Valero is adjusting both its operating and financial behavior in response to poor market conditions. The company cut back on gasoline production in the first quarter because of thin margins and is maximizing diesel production, shifting about 100,000 bpd of output from gasoline to diesel. Valero is also accelerating maintenance that requires equipment downtime, taking capacity off-line now to be ready in case margins improve.
Longer term, Valero has shifted away from capacity expansion and toward improving operating efficiency. A five-year plan targets $1 billion of operating profit improvement per year, derived from gains in equipment reliability and lower energy use. Less unplanned downtime contributes $550 million of the improvement and energy efficiency another $250 million.
In a departure from its history as the most aggressive consolidator in the industry, Valero sold two refineries in the past 12 months, and is considering selling several more. The divestitures will likely improve the company's overall operating performance and eliminate the need to make expensive investments to upgrade the facilities.
On the financial side, Valero is conserving liquidity in response to reduced cash flow and increased working capital needs, but it remains committed to share repurchases. The company ended the first quarter with ample liquidity, including an undrawn $2.5 billion credit facility and $1.4 billion in cash. A further runup in crude prices, however, would result in an additional increase in working capital. The business is also generating less cash to fund ambitious investment plans.

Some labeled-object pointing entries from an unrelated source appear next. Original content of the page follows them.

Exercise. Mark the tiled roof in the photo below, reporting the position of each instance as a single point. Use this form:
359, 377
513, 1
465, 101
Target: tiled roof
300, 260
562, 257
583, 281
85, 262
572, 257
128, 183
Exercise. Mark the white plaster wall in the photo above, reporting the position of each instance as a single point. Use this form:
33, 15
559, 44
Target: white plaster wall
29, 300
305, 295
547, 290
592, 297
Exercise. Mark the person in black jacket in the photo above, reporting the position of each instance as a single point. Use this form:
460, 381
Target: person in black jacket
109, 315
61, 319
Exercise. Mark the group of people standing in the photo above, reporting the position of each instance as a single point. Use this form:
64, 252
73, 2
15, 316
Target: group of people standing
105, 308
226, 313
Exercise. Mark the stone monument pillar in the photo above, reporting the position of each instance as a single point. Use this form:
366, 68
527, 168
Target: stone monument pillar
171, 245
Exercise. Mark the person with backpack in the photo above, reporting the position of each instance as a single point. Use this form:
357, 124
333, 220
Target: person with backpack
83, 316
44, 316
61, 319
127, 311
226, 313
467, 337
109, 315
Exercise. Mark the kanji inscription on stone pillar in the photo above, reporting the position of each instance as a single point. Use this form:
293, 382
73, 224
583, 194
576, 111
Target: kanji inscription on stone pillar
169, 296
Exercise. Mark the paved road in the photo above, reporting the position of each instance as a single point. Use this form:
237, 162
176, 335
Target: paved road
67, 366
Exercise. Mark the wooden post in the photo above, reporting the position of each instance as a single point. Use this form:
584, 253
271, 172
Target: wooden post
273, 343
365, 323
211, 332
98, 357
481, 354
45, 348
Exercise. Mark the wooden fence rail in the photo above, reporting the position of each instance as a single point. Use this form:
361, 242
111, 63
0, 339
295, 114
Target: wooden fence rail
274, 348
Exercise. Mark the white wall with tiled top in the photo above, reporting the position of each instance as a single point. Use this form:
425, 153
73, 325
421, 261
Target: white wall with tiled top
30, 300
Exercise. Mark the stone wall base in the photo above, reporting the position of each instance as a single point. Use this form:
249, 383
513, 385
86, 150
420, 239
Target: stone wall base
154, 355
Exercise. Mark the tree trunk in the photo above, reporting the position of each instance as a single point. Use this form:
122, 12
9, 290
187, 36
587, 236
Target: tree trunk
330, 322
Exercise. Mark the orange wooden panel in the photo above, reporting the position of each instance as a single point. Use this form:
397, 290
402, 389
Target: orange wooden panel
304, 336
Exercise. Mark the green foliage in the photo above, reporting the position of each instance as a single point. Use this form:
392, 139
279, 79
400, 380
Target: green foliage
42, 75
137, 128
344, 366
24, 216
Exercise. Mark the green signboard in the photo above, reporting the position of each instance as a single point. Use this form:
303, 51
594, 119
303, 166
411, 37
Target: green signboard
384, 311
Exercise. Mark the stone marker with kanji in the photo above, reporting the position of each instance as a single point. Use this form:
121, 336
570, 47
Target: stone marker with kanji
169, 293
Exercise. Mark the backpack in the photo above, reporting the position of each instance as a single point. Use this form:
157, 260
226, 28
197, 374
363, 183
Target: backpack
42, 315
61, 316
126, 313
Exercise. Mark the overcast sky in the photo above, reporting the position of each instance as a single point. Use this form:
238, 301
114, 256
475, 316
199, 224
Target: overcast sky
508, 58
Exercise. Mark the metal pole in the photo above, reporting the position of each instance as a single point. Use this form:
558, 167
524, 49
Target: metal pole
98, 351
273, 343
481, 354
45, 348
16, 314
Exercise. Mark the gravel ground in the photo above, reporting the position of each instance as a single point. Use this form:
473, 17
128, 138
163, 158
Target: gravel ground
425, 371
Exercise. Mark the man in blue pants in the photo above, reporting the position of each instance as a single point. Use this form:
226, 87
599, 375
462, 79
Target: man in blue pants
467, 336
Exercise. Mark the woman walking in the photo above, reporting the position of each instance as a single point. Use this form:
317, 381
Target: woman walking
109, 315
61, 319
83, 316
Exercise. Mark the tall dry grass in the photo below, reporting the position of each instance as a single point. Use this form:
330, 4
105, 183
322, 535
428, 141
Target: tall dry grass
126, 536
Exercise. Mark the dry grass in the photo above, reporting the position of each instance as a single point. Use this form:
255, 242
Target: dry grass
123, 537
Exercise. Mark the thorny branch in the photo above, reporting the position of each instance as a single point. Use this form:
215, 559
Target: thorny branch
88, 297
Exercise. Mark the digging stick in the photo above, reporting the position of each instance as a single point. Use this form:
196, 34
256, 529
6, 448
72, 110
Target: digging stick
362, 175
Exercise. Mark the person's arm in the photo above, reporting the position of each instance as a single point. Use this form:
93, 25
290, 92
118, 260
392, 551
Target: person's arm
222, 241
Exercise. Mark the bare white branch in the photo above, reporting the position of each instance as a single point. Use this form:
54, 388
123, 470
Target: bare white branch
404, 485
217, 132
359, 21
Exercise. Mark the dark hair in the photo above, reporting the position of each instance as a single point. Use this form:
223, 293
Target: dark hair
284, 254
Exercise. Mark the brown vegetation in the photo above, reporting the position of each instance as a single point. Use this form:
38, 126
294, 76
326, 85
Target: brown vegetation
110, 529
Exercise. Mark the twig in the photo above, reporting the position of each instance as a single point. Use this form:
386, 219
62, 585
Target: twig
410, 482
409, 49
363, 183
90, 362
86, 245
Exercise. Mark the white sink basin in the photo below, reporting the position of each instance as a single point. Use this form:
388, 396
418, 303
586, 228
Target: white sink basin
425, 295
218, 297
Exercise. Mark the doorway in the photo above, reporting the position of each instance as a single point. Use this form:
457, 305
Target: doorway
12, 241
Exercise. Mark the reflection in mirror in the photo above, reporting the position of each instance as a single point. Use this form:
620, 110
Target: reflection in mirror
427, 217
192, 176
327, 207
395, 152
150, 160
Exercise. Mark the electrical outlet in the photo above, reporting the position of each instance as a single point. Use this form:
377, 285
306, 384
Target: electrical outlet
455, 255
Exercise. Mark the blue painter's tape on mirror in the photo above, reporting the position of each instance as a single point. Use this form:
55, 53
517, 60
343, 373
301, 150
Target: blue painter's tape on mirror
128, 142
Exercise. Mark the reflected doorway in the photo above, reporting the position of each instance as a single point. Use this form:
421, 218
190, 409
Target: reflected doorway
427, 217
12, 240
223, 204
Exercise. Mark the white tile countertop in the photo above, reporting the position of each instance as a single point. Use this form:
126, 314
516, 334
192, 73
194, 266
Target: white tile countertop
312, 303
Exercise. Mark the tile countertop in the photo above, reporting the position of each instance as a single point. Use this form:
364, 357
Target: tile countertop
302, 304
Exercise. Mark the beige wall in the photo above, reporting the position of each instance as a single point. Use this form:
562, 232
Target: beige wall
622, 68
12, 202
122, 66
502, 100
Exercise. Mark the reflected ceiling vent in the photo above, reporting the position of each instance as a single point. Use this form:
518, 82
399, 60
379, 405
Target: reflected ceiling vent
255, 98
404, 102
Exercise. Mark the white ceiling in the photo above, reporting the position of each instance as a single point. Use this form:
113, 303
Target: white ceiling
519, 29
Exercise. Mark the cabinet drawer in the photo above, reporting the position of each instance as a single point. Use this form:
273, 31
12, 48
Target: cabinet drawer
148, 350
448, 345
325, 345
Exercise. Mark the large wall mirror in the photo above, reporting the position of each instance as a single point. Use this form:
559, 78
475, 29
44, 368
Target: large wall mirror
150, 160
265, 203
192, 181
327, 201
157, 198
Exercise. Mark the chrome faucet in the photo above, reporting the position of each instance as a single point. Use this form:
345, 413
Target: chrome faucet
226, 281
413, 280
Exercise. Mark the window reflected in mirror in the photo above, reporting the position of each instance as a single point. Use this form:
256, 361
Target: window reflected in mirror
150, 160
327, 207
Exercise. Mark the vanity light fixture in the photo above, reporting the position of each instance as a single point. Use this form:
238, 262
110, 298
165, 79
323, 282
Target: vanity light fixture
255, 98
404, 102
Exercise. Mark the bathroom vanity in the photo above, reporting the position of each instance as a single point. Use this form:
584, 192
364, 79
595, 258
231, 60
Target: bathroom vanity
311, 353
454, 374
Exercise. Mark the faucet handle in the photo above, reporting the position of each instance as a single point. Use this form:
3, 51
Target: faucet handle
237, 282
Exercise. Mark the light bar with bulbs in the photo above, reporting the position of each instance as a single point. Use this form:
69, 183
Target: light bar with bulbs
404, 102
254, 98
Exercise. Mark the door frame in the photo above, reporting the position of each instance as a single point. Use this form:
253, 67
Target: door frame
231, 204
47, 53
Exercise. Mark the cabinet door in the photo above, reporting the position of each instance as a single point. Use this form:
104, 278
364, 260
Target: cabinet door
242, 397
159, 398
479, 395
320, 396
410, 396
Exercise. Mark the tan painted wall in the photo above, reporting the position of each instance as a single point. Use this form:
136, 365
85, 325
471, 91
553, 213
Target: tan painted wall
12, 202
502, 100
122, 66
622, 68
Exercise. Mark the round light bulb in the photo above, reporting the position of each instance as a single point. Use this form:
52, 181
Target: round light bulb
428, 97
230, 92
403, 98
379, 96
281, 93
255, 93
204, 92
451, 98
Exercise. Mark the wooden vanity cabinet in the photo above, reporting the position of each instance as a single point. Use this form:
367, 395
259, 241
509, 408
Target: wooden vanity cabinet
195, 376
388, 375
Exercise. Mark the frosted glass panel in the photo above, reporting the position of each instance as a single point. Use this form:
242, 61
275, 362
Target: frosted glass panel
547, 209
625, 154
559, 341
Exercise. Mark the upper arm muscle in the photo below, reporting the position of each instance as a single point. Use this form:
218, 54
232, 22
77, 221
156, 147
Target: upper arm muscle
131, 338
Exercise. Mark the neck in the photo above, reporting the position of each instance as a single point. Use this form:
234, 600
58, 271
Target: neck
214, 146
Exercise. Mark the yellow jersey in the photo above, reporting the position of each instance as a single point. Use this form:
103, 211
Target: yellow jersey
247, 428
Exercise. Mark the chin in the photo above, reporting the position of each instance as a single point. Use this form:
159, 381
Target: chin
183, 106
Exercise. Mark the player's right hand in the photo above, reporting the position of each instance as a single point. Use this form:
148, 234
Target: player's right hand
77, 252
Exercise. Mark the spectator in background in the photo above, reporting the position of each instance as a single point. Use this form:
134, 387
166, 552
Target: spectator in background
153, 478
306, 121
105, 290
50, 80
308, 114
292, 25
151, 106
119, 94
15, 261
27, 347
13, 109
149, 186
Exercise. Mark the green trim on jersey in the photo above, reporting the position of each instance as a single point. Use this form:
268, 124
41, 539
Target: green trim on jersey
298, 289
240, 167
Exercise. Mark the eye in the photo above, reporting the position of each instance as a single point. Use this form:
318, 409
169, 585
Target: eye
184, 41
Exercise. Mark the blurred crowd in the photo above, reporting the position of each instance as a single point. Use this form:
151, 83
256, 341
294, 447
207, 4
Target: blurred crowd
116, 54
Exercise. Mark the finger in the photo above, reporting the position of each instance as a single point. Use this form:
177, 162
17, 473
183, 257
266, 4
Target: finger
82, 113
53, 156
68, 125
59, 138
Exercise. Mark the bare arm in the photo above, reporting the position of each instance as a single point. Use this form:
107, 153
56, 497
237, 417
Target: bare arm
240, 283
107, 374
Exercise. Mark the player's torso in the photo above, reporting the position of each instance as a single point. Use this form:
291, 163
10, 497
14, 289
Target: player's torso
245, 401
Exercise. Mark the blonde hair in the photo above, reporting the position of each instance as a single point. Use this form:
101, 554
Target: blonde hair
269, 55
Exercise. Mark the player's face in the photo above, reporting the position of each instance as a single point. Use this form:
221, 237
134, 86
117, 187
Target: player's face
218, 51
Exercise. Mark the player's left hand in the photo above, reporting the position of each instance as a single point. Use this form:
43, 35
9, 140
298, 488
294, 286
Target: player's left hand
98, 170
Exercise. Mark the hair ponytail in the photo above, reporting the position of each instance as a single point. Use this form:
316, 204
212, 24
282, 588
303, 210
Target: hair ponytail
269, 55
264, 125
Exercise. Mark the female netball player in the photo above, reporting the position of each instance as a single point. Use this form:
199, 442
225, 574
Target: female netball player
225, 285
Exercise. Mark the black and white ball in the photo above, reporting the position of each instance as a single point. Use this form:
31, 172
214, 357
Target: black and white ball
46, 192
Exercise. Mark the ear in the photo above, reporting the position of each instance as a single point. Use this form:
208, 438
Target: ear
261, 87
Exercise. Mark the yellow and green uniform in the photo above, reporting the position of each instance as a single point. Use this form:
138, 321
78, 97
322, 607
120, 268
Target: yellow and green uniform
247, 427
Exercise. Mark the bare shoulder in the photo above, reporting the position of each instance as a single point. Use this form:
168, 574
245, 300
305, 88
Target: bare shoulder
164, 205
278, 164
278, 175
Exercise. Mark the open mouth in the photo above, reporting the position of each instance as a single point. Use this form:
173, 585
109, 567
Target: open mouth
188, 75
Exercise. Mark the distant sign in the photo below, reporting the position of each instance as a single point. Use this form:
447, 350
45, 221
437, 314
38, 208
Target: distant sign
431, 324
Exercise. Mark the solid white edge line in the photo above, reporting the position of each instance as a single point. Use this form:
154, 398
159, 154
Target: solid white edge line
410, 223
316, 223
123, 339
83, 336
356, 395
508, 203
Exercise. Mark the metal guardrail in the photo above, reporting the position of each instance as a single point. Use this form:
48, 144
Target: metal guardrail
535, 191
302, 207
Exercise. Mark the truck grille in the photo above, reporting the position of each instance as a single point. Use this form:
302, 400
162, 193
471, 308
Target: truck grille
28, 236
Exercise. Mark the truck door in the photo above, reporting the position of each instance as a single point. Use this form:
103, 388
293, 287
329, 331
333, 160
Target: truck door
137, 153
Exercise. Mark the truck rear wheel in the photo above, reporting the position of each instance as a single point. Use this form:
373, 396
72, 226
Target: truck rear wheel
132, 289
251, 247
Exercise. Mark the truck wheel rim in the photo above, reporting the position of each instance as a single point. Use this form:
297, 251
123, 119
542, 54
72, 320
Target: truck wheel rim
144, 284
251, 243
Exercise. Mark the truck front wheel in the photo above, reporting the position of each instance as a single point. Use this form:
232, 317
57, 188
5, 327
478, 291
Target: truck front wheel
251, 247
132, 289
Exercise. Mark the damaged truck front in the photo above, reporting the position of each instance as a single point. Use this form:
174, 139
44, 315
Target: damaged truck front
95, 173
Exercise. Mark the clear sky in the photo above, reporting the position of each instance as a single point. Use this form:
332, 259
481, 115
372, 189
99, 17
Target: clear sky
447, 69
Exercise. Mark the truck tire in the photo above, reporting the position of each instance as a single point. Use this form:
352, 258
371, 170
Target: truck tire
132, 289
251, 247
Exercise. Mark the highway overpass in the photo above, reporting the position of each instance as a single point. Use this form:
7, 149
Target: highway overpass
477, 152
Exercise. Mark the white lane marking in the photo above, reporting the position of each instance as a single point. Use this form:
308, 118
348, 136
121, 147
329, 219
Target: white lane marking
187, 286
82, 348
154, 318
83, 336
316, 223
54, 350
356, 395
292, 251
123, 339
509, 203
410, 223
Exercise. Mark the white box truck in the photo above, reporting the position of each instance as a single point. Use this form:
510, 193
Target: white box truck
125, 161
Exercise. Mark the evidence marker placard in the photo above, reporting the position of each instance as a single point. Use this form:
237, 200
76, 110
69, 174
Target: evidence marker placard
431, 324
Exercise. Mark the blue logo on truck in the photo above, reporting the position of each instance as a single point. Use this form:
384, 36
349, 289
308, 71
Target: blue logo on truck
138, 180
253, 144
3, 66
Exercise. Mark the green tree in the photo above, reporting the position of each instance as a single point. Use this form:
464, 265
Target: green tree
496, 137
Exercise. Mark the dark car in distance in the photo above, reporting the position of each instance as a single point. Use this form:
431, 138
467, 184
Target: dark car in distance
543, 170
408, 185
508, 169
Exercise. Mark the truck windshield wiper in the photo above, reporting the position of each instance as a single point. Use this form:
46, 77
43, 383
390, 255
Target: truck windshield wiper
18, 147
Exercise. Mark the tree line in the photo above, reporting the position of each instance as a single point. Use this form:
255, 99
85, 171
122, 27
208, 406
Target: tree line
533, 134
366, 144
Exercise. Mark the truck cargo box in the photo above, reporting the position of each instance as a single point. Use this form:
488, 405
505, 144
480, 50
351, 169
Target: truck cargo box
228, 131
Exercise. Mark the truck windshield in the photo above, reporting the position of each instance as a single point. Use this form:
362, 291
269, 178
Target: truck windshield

In response, Valero is deferring spending on major projects, reducing its capital expenditure budget for 2008 to $4.2 billion from $4.5 billion. Without margin improvement, planned capital spending and dividends of about $300 million will likely exceed cash flow in 2008. The company reduced its level of share repurchases but still bought back about $500 million of stock in the first quarter.
The Bottom Line
Clearly, escalating energy prices aren't necessarily a huge windfall for everyone in the oil and gas industry. In E&P, the winners will more likely be the ones that can manage their budgets and labor costs to keep rising expenses from wiping out their higher cash flows. At the same time, refiners that are nimble enough to switch away from lower-margin fuels and capacity expansion will likely reap greater rewards when market conditions improve. Still, continued market volatility and economic stresses could weigh further on these companies and their ratings.